Daily Exit Tickets
I use Daily Exit Tickets to assess mastery of the day's objectives and to make sure students have a clear understanding of how they're doing. Students answer a few targeted questions on a Daily Exit Ticket, and the following day we review mastery shown by each student and celebrate their achievement (please see the "Data Review" strategy video). I read out each student's name who achieved mastery, and we quickly celebrate to recognize their hard work. For the students who have not reached mastery yet, this motivates them to keep striving to get that checkmark on the board. Rather than just using outdated student data from summative assessments, Daily Exit Tickets give me and my students a quick read on how they're growing throughout the week. Though these mini-assessments do not connect to my grading system, they allow me to track my students' daily progress throughout each week.
Camp Dollars is an incentive system created to motivate the class to work as a team towards certain goals. For example, this strategy allows the class to work towards "funding" our 2 big trips in the year - science camp and our end of the year sailing trip. Though my students are not earning actual dollars, they work together to meet our academic and cultural expectations in order to "fundraise" towards our end goal. Because the class earns Camp Dollars based on how we perform, the system allows for continuous reflection and feedback around our everyday activities.
Plickers are an online check for understanding procedure where students can answer multiple choice questions. Students are each assigned a "plicker" or paper clicker that enables them to respond based on how they are holding it. The training for it's use is quick, and we can use a tablet to instantly record the results. The results can be uploaded and tracked for even more data! This ability to stop instruction to see how students are doing is essential to having a flexible and student-need based classroom. Plickers allows me to get real time data and make decisions that make me a better time manager and allows me to potentially see misconceptions.

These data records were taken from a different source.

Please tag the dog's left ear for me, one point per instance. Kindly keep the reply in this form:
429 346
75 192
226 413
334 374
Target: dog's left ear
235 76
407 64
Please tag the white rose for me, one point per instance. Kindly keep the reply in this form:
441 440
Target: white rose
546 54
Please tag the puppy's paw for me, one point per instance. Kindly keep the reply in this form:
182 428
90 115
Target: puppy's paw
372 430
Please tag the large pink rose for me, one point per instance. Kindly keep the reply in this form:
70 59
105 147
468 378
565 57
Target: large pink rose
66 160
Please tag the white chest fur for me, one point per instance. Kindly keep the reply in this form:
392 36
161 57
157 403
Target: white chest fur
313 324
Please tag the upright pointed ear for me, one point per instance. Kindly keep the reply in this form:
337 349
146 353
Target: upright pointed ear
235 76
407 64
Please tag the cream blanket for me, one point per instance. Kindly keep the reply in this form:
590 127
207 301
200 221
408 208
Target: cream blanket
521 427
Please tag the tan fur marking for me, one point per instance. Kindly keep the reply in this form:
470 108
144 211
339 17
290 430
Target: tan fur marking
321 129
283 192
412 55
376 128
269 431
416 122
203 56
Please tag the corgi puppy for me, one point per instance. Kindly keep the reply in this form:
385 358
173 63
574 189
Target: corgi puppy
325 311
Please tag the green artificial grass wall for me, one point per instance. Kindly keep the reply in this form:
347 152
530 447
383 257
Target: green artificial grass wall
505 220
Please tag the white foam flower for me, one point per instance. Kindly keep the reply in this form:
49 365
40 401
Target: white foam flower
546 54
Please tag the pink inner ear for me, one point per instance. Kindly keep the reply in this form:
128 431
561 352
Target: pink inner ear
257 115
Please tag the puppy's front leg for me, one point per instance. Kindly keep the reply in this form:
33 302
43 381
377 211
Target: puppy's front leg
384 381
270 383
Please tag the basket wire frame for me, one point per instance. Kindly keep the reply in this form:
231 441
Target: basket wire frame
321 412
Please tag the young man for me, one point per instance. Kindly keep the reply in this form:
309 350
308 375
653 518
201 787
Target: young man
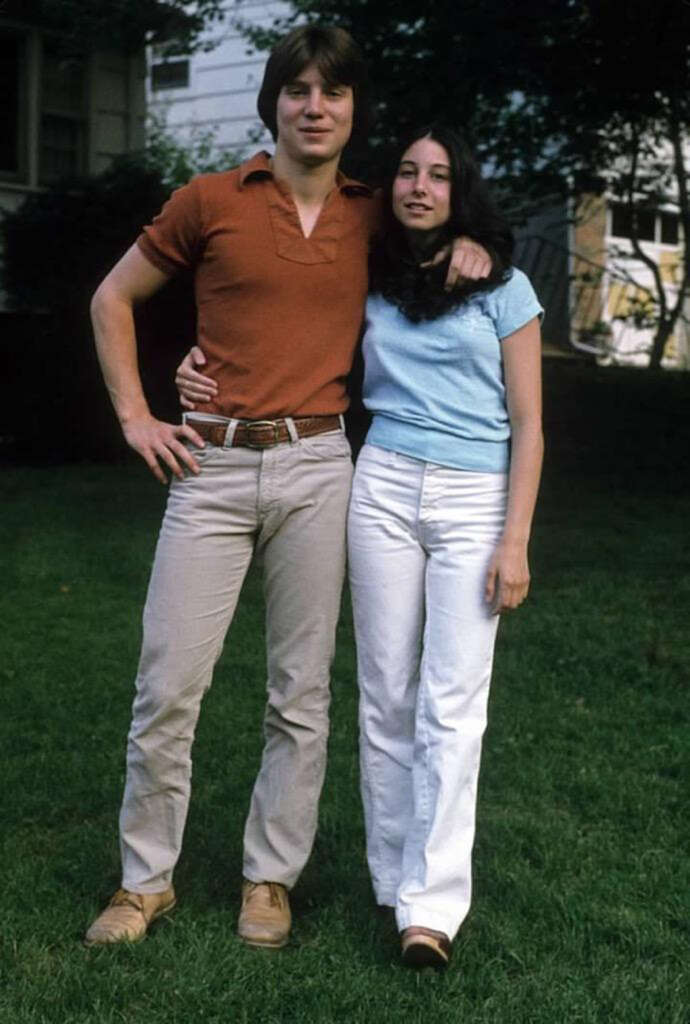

At the end of the lesson, when it comes time to practice, my students find themselves at varying levels of success with the material. Some of my students have mastered material, while others need more guidance. I teach my students how to use Robert Marzano's scale of self-assessment, which allows them to rate their level of need. In our class, each level of the scale corresponds to a mode of practice, including teacher guidance, peer tutoring, online practice, and enrichment.